Water Droplet/Steam Impingement Erosion. Under certain unique conditions, it is possible to experience erosion of the tube outside surface caused by the localized impact of high-velocity water droplets (Figure 6). This can occur near diverter plates that may focus the high-speed wet steam onto the tube or during other upset conditions. It often occurs in steam dump areas when the outlets are not properly designed.
|6. Steam water droplet erosion of stainless steel tubing in a nuclear power plant. Courtesy: Plymouth Tube Co.|
The resistance of the tubes to this form of erosion is a direct function of the hardness of the metal substrate below the protective oxide. In general, higher hardness provides higher erosion resistance. Using a water droplet impingement device developed by Avesta Sheffield, alloys can be ranked by time to failure.

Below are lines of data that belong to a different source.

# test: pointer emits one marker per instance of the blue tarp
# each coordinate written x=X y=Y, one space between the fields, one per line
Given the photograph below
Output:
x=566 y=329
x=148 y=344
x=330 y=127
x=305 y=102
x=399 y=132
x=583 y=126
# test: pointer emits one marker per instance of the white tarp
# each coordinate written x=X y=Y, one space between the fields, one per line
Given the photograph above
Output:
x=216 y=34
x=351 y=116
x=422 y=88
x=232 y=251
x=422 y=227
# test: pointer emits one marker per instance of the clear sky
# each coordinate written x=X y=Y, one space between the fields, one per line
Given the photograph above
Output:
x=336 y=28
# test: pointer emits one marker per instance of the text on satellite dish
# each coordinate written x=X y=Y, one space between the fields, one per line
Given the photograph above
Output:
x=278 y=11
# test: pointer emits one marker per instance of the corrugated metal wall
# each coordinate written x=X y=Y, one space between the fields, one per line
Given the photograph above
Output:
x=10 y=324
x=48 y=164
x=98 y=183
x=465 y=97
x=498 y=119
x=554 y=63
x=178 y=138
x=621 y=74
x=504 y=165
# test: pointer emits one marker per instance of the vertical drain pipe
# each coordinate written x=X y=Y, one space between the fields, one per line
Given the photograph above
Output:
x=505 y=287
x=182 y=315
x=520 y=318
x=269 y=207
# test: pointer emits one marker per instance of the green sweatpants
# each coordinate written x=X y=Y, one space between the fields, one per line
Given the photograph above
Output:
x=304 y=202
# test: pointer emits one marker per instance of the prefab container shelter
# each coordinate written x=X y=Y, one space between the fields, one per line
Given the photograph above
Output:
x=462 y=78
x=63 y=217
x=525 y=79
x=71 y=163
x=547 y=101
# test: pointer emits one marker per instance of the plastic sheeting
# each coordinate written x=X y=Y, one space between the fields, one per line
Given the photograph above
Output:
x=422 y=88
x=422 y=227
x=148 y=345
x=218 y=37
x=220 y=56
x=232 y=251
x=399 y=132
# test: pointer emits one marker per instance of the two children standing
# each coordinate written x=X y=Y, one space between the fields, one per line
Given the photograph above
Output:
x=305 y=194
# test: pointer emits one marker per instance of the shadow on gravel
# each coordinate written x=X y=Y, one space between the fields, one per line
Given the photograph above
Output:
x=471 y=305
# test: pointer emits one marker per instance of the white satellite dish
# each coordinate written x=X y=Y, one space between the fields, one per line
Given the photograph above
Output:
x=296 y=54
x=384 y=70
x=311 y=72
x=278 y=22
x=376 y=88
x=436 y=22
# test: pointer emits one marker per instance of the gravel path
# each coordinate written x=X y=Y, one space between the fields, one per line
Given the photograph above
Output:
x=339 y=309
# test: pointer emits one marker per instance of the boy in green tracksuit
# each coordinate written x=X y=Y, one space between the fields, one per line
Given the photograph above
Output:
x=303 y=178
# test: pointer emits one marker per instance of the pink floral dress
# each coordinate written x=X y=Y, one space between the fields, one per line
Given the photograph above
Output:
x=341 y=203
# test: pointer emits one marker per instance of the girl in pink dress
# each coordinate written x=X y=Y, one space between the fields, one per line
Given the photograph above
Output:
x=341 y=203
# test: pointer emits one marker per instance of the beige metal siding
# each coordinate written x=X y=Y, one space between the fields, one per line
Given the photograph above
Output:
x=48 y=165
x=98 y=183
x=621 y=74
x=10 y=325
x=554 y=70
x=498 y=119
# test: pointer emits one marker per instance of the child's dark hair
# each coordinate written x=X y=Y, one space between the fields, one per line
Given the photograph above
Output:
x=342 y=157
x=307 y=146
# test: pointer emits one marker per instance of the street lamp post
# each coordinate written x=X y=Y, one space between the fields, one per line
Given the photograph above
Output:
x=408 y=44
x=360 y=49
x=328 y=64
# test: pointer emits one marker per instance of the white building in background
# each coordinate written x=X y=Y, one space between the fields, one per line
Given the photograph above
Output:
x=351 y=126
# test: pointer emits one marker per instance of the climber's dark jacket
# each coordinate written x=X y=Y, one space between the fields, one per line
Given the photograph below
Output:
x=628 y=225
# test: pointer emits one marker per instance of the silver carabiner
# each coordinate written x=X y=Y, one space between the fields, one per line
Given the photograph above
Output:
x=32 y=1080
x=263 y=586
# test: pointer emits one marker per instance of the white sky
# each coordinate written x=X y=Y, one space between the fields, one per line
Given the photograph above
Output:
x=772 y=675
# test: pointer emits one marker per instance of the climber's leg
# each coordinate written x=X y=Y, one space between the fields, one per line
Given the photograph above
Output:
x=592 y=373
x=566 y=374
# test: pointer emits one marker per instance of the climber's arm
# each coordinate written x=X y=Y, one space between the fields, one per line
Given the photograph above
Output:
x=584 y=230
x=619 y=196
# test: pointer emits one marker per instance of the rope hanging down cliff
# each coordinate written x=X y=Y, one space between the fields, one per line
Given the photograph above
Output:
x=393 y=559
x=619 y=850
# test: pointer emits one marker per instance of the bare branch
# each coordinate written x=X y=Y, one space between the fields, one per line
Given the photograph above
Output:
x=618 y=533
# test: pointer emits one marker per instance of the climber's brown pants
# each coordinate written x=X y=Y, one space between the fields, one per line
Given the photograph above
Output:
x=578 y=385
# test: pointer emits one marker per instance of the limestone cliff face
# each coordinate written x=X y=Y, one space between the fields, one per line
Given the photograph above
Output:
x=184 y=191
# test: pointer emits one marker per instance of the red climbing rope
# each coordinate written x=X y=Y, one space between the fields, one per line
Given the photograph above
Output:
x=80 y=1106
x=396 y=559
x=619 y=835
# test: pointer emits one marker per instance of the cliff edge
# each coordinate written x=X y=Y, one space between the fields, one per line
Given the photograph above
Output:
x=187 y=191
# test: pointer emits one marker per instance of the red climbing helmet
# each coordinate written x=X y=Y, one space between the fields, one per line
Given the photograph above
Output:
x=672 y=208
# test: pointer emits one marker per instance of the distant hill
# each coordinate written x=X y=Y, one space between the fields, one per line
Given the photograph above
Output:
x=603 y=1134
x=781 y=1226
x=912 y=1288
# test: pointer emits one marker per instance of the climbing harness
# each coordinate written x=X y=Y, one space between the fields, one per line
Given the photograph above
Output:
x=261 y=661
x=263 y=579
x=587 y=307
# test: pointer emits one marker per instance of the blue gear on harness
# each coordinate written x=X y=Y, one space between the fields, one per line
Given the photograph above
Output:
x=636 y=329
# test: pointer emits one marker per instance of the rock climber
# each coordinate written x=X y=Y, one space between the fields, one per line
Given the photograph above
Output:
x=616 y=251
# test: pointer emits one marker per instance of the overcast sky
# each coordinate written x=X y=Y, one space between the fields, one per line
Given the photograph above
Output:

The process is to graphically plot material hardness versus time to failure, so a relationship can be determined. Other material grades can then be added by comparing the hardness. Using titanium grade 2 as the reference, with a value of 1, the relative resistance of other grades can be ranked, as presented in Table 3.
|Table 3. Relative erosion resistance based on water droplet impingement tests. Source: Jüri O. Tavast, “Steam Side Droplet Erosion in Titanium Tubed Condensers—Experiences and Remedies,” ACOM 3-96, April 1996.|
Titanium and superferritic stainless steels, such as S44660 and S44735, can embrittle with exposure to monotonic hydrogen. This commonly occurs in water systems that have poorly controlled cathodic protection. The problem is prevented when the system is controlled so that the voltage is maintained at a potential more positive than –750 millivolt. When the voltage is more negative, hydrogen bubbles develop on the surface. During the development stage, monotomic hydrogen develops, which easily diffuses into the material.
Embrittlement of titanium occurs as an intermetallic phase develops on the surface in contact with hydrogen. This layer grows with exposure and eventually progresses through the entire wall. These embrittled tubes have little mechanical strength. Tubes can be broken simply by leaning on them. This process is not reversible.
|7. Intergranular hydrogen embrittlement cracking of S44735 superferritic stainless steel. Courtesy: Plymouth Tube Co.|
Fortunately, unlike titanium, the hydrogen in superferritic stainless steels resides in interstitial sites in the lattice structure and does not form a compound. This allows the embrittlement in the stainless to be easily reversed. Once the source of the hydrogen is eliminated, the atoms in the stainless diffuse out of the structure, and the ductility returns. This normally occurs within 24 to 48 hours at 80F, and the ductility can return as quickly as within one hour at 200F. One caution is that multiple hydrogen charging and discharging may create microcracking that can then propagate (Figure 7).